On s’attendait à une analyse critique de cette expérience malheureuse dont l’effet sur l’agriculture tunisienne a été catastrophique. On a eu droit une fois de plus aux explications superficielles qu’affectionnent généralement nos hommes politiques. L’échec de cette politique dont l’onde de choc se fait sentir jusqu’à aujourd’hui serait dû à un complot (encore un !) ourdi par Wassila avec la complicité de Caïd Essebsi, alors ministre de l’Intérieur et Béchir Zarg El Ayoun, compagnon de Bourguiba, contre Ahmed Ben Salah. Pas un mot, pas une virgule sur les erreurs de l’ancien superministre, sur l’improvisation et la précipitation avec lesquelles l’opération a été menée, sur l’absence totale de concertation avec les premiers intéressés, les agriculteurs qui l'ont vécue comme une spoliation pure et simple. Pourtant, l’orateur disposait du recul nécessaire pour en parler avec la distanciation et l’objectivité nécessaires. En tout cas, si Wassila a bien été à l’origine de l’échec de cette expérience, elle aura bien mérité de la patrie. Car on a peine à imaginer les dégâts provoqués par cette collectivisation qui avait mis le pays au bord de la guerre civile, dépeuplé les campagnes et paupérisé les paysans entraînant un exode rural sans précédent. Des cités comme Ettadhamen, El Intilaka, Mnihla implantées sur les terres fertiles du défunt Office de Mise en Valeur de la Vallée de la Medjerda, ainsi que la constitution de la ceinture de Tunis datent de cette époque.

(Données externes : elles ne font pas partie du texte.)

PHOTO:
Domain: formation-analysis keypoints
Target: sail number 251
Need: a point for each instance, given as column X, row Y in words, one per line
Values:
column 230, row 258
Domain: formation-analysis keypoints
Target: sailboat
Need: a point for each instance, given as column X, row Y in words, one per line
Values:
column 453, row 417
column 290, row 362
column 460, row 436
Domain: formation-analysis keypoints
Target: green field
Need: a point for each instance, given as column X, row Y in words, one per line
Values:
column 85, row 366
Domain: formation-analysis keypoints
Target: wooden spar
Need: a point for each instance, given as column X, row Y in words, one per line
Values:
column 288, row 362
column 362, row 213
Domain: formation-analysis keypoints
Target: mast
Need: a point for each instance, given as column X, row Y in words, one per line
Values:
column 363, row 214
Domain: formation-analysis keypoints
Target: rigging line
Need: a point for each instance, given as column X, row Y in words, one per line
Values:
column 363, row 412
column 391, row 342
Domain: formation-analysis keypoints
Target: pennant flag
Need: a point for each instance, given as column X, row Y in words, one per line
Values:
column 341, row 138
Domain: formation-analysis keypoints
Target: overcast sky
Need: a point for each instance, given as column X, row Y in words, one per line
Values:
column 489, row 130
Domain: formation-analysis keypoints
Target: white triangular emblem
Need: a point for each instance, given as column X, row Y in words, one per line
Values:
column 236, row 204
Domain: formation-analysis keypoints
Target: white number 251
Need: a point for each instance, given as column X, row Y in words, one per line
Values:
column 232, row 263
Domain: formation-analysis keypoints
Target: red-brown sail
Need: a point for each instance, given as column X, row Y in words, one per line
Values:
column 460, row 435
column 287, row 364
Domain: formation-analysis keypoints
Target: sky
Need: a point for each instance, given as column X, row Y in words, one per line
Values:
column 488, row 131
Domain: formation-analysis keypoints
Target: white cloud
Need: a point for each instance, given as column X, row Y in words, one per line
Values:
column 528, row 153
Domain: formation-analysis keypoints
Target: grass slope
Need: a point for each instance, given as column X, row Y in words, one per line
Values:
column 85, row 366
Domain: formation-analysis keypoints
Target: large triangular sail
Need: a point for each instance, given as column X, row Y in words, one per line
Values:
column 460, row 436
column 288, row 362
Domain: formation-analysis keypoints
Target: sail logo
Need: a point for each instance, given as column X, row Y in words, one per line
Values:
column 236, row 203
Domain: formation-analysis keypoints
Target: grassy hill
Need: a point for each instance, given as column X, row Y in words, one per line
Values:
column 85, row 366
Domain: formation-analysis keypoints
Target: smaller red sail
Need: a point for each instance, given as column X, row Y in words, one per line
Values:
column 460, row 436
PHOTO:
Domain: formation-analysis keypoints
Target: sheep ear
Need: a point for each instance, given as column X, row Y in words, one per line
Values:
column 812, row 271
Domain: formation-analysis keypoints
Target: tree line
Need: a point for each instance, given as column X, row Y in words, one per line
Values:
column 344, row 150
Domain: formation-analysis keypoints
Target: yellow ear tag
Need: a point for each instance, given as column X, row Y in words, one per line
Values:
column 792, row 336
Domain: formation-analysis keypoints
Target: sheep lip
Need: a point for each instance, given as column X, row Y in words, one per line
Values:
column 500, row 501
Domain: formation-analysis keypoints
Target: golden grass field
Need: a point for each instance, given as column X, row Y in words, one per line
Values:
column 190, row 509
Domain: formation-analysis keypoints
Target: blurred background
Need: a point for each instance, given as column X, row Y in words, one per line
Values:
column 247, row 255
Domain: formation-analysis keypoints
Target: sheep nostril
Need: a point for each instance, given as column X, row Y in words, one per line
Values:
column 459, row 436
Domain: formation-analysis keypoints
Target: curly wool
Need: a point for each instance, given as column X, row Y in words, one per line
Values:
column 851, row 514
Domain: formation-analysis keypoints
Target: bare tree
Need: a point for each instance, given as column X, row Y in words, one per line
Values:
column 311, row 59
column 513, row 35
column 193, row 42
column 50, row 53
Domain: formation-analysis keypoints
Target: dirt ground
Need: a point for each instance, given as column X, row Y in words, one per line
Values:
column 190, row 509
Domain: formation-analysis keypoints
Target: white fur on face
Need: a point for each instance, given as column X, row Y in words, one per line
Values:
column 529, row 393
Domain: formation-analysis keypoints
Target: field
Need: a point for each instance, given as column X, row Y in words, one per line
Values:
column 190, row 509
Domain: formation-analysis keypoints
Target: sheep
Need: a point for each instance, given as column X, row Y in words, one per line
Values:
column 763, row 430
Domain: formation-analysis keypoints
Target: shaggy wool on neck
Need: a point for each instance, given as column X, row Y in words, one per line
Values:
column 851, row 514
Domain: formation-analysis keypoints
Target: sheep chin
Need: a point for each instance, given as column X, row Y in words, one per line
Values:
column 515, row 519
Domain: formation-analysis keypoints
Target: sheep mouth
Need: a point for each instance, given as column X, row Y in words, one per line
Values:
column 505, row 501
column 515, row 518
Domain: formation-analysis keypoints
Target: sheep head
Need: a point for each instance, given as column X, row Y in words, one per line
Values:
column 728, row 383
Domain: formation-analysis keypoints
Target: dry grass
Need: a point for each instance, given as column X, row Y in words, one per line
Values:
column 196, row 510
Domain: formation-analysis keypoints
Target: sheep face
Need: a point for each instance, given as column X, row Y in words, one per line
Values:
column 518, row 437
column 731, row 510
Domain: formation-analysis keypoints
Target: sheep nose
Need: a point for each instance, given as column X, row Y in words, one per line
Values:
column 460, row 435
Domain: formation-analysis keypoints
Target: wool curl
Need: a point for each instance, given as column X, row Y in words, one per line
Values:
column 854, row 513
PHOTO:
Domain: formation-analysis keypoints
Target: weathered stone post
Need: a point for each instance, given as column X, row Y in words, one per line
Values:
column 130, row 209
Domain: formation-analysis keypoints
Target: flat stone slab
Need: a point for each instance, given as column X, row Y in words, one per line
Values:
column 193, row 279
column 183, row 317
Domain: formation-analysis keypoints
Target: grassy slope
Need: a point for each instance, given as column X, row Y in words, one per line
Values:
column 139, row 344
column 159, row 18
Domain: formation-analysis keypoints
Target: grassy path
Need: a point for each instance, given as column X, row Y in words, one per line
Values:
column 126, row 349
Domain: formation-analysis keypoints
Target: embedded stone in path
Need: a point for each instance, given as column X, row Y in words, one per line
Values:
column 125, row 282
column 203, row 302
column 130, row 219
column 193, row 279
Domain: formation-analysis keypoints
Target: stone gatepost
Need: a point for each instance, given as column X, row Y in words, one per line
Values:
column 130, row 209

Les années 60 ont été marquées par des sécheresses comme le pays n’en avait jamais connues auparavant et n’en a plus connu depuis. En septembre 69, lorsque cette expérience a été annulée, le pays a subi les inondations les plus graves de son histoire. Les agriculteurs y ont vu un signe du destin. Même le Bon Dieu n’avait pas voulu de cette collectivisation. Ce sera le début des vaches grasses, marquées par une croissance à deux chiffres. Hédi Nouira, premier ministre à partir de septembre 70 dira que la pluie a voté pour lui. Mais le pays se serait bien passé de cette calamiteuse collectivisation qui ne pouvait pas réussir parce qu'elle avait été menée à marche forcéee et en dépit du bon sens. Depuis, les Tunisiens ne voudront plus entendre parler de coopératives. Il y a fort à parier qu'ils en seront immunisés pour longtemps encore.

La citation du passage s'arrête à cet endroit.